Taiwan has a gross labor force of 6,650,000 workers. Nearly half, 46.4% of them have to work overtime, and the monthly average overtime is 18.2 hours. Of those who work in telecommunications and broadcasting, 60.8% have to work overtime. Of those who work in technical services, 56.9% have to work overtime. Of those who work in finance and the insurance industries, 56.7% of them have to work overtime. Of those who work in transportation and warehousing, 56.2% of them have to work overtime.
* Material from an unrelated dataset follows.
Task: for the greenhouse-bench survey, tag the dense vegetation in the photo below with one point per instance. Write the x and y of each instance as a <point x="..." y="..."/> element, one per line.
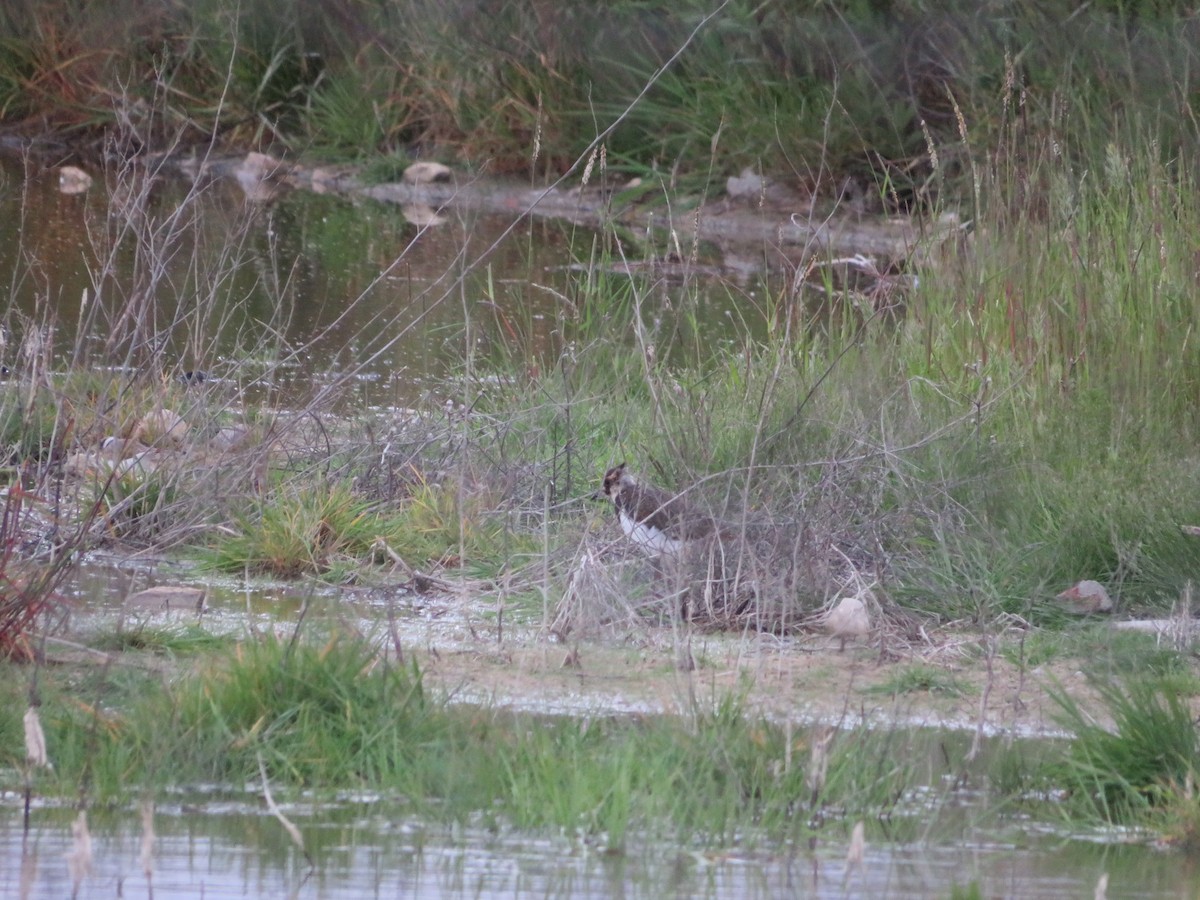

Among the 67.7% who feel satisfied with their jobs based on their feeling that their work and leisure time are balanced, males tend to spend their free time watching movies while females tend to spend their free time shopping. Those younger than 34 years old like watching movies and shopping while those 35 years and older like to take walks, go jogging, ride bicycles and go on picnics. Of all workers, 39.6% plan to retire at age 61, and most will retire on their personal savings, on pension and on payouts from labor insurance.
No wonder workers on Taiwan have no time to make babies. Taiwan has one of the lowest birthrates in the world, just like South Korea and Japan.